Tennessee Lottery Corporation
- Official logo
- Formation: June 11, 2003
- Type: Lottery System
- Headquarters: Nashville, Tennessee, U.S.
- Website: tnlottery.com

= Tennessee Lottery =

American state lottery

The Tennessee Lottery is run by the Tennessee Education Lottery Corporation (TELC), which was created on June 11, 2003, by the Tennessee General Assembly. TELC derives its legal authority from the Tennessee Education Lottery Implementation Law, which the General Assembly passed following a November 2002 Amendment to the state constitution establishing the lottery and approved by 58 percent of the voters.

The TELC is responsible for the operation of a lottery, and is deemed to be acting in all respects for the benefit of the people of Tennessee. It is a member of the Multi-State Lottery Association (MUSL); it participates in the Mega Millions and Powerball games.

The TELC sold its first ticket on January 20, 2004. On July 28, 2007, Tennessee switched from ball drawings to those using a random number generator (RNG). However, Powerball (which moved its drawings from MUSL's Iowa headquarters to Florida in 2009) continues to be ball-drawn; likewise, Mega Millions is ball-drawn in Atlanta, with the Megaplier RNG selection conducted in Texas, as California does not have the Megaplier option.

Tennessee began its third multi-jurisdictional jackpot game, Hot Lotto, on May 12, 2013; it is the game's 16th member. On that date, Hot Lotto changed its double matrix and how the jackpot will be advertised.

Tennessee also has an in-state jackpot game, Tennessee Cash, which replaced Pick 5 in October 2010.

People must be at least 18 years of age to purchase or redeem TELC tickets; only cash can be used to purchase lottery tickets.

==Current games==
===In-house draw games===

====Cash 3====
Cash 3 is drawn thrice daily, except once on Sundays. It draws 3 digits, each 0 through 9. Prices, prizes, and options vary.

====Cash 4====
Cash 4 also is drawn 19 times weekly; it draws a four-digit number in the same fashion as Cash 3.

=====Wild Ball=====
In October 2021, the Lottery added a new add-on feature to both Cash 3 and Cash 4 games, replacing the Lucky Sum, called the Wild Ball. The Wild Ball feature doubles the cost. The Lottery draw one different Wild Ball number for Cash 3 and Cash 4.

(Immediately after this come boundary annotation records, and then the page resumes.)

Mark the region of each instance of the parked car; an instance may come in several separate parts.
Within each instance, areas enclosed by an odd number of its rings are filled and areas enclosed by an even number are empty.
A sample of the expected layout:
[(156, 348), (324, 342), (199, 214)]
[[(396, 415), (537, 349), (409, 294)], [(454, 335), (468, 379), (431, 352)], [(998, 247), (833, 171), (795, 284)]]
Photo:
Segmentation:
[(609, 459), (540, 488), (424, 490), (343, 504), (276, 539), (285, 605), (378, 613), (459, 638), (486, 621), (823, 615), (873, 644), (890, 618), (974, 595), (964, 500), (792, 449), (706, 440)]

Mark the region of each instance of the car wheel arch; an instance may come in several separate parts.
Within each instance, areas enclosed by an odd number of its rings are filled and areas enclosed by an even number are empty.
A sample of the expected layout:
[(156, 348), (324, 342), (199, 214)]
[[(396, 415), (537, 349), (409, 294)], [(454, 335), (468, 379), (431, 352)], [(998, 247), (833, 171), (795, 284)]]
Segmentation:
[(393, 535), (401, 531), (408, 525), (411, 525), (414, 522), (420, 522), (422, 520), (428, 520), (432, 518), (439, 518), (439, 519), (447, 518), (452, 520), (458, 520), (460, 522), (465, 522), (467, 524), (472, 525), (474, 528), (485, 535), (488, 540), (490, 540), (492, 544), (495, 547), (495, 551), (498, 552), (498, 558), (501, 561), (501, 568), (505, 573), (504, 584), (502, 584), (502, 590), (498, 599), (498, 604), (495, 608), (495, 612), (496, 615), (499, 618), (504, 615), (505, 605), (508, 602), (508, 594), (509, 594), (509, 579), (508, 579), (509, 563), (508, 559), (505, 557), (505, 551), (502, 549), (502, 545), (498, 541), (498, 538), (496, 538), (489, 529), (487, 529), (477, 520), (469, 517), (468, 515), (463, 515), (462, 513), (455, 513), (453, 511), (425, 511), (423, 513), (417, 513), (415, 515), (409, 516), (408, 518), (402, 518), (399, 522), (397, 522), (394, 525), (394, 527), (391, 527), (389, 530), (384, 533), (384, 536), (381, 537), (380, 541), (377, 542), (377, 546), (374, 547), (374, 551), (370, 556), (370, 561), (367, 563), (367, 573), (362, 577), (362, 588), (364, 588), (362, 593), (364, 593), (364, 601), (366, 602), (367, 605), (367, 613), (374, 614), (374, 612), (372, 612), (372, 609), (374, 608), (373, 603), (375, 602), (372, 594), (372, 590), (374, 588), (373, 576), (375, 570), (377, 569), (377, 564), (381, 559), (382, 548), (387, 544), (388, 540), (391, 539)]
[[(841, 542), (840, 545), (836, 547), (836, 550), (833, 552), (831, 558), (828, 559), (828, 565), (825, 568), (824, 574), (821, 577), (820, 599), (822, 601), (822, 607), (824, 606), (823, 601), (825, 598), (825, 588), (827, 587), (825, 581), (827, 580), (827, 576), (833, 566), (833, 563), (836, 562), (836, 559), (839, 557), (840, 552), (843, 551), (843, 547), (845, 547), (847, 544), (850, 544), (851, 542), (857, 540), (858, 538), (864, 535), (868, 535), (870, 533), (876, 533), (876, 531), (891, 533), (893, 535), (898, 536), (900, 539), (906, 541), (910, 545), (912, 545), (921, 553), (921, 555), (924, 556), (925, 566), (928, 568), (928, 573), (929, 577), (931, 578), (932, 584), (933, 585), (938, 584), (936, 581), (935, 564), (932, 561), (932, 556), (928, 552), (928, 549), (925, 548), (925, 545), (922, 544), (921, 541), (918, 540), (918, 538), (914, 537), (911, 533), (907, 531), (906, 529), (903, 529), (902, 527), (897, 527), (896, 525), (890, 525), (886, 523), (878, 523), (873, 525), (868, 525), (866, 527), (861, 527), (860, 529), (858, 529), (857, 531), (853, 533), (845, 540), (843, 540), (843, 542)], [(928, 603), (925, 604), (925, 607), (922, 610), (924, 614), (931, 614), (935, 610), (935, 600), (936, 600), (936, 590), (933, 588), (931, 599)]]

====Daily Tennessee Jackpot====
The Tennessee State Lottery Commission has introduced this game on November 13, 2022. Players pick 5 numbers from 1 to 38. The Jackpots start at $30,000 and increase by $10,000 until there's a winner. Players need to match their numbers to the drawn numbers to win the jackpot with prizes for matching 2, 3, or 4 main numbers drawn. Drawings are held every night just like the lottery’s cash 3 and cash 4 evening draws.

====Tennessee Cash====
Tennessee Cash is the first in-state progressive jackpot game. Players pick 5 numbers from 1 to 35, and 1 Cash Ball number from 1 to 5. The jackpot starts at $200,000 and grows from there and it can go up over $1,000,000. Players also win by matching at least 2 numbers, with or without the Cash Ball number. The minimum prize is a free Tennessee Cash QP ticket, for matching 2 main numbers. All other prizes are pari-mutuel. Drawing are held at Mondays, Wednesdays and Fridays.

===Multi-jurisdictional games===

====Cash4Life====

The Tennessee lottery joined Cash4Life on November 1, 2015; it is also offered in Florida, Georgia, Indiana, Maryland, New Jersey, New York, Pennsylvania, and Virginia.

Players choose 5 of 60 numbers in one field, and 1 of 4 green "Cash Ball" numbers in the second field. Live drawings are held on Monday and Thursday evenings at 9 pm Eastern Time on Livestream. The top prize (win or share) is $1,000-per-day-for-life ($365K yearly). Second prize is $1,000-per-week-for-life ($52K yearly). A winner of either "lifetime" prize can choose cash in lieu of the annuity. Unlike Tennessee's in-house draw games, Cash4Life is drawn with numbered balls and drawing machines (in New Jersey).

====Powerball====

Since 2004, Tennessee has been a member of MUSL. Powerball began in 1992. Powerball's jackpots begin at $40 million, and it is drawn on Wednesday and Saturday nights.